Christopher Whalen. Christopher Whalen is a writer and consultant based ., The Christian Science Monitor


SINCE the mid-1980s, the US dollar's decline against the Japanese yen has been slowed somewhat through the intervention of the Bank of Japan in world currency markets, but the inexorable downtrend has continued.

With the yen now standing near the magic 100 yen-per-dollar level, yet another record high against the dollar in the postwar period, Ministry of Finance and Bank of Japan (BOJ) officials reportedly are planning to meet next month to discuss long-term strategy regarding the dollar.

With its vast reserves and its record current-account surplus, Japan has the financial resources to continue supporting the dollar. But its top money strategists question whether intervention makes short- or long-term sense.

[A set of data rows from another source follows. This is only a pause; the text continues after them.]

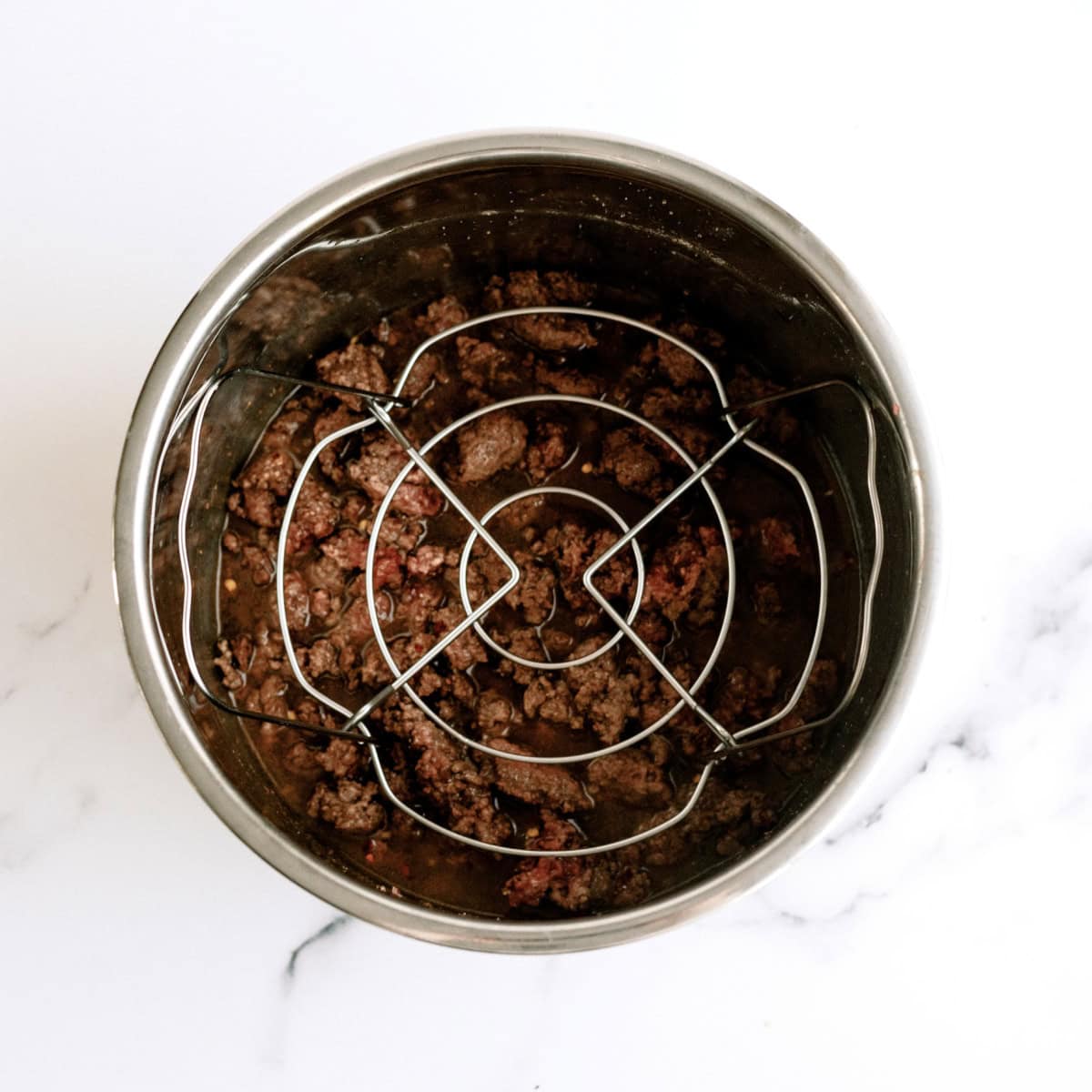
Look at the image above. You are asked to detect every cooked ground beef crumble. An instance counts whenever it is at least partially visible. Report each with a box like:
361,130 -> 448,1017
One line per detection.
215,271 -> 842,916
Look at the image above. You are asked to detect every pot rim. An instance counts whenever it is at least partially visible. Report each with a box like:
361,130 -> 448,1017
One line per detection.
114,130 -> 938,954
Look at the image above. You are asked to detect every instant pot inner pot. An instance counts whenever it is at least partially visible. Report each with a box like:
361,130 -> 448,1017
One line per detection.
152,163 -> 916,914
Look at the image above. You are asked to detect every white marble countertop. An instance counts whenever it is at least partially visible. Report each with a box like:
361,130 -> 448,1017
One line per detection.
0,2 -> 1092,1092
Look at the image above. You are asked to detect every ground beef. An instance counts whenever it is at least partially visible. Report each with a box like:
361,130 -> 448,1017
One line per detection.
315,342 -> 391,401
307,777 -> 387,834
288,475 -> 340,556
641,338 -> 709,387
503,812 -> 650,911
753,517 -> 801,566
213,268 -> 855,915
454,410 -> 528,482
383,701 -> 512,844
346,432 -> 443,517
228,448 -> 296,528
487,739 -> 592,814
588,747 -> 672,808
602,426 -> 667,498
417,296 -> 470,335
528,420 -> 570,481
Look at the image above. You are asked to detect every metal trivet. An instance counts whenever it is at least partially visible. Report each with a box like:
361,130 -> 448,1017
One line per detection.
171,307 -> 884,857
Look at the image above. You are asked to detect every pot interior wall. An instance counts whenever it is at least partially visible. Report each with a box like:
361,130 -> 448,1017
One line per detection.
145,162 -> 919,921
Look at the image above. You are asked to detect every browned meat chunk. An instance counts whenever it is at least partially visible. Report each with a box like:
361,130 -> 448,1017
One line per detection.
455,410 -> 528,482
315,342 -> 391,401
346,432 -> 443,515
588,747 -> 672,808
384,703 -> 512,844
417,296 -> 470,335
487,739 -> 592,814
307,779 -> 387,834
754,515 -> 801,564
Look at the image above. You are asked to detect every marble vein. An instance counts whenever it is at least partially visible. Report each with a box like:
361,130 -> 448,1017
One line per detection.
284,914 -> 350,987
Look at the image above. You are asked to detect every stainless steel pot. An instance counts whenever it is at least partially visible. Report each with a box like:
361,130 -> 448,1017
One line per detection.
115,133 -> 935,952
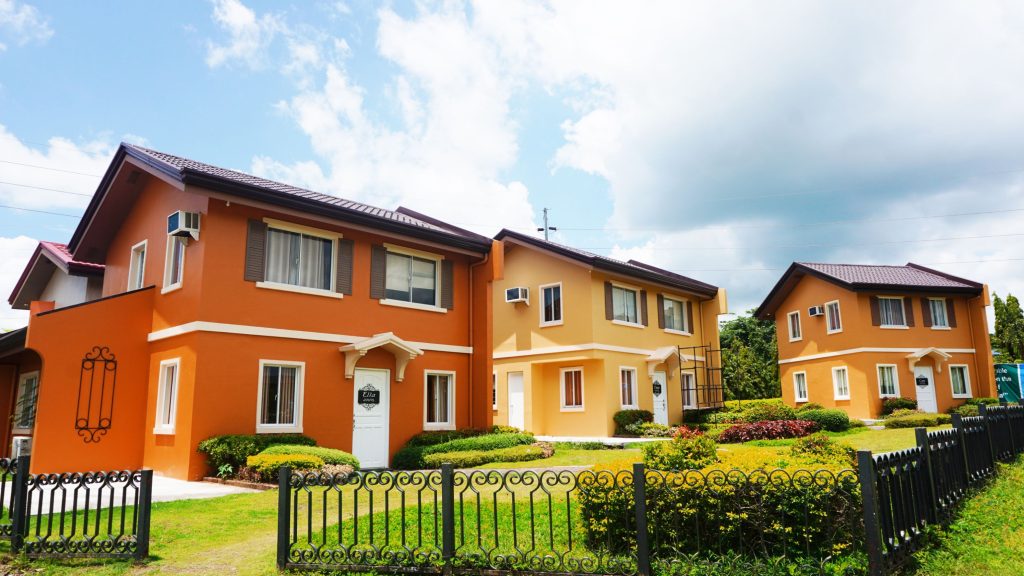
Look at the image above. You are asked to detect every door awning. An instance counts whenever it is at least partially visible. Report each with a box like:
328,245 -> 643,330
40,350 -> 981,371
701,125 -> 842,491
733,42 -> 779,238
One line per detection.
338,332 -> 423,382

Sources in New York estimate that the BOJ is spending $2 billion a day to support the dollar and will be forced to continue to do so unless the market becomes convinced that a policy change is in the offing - either in Tokyo, Washington, or both.

With a gross daily turnover of at least $1 trillion, however, the electronically connected world financial markets have vast power to move the prices of currencies and other assets very quickly. The idea that central banks and their limited reserves can affect the ultimate direction of financial markets by spending a few billion dollars a week or even daily is absurd on its face. The task is made more complex by money managers' decisions, which frequently are made based on perception of anticipated future policy moves rather than such factors as real interest rates, trade figures, or economic activity. When the politically unimpressive Clinton administration welcomes a weaker dollar and a stronger yen, the markets take the United States authorities at their word and pound the greenback in cross-trades with the yen.

Despite recent intervention in the currency markets by the Federal Reserve, the BOJ has carried the vast burden of supporting the dollar over the past 12 months. Yet from the BOJ's perspective, defending the dollar alone is doubly futile in the face of widespread speculation in currency markets and Washington's pursuit of an avowed policy of competitive devaluation to boost US exports.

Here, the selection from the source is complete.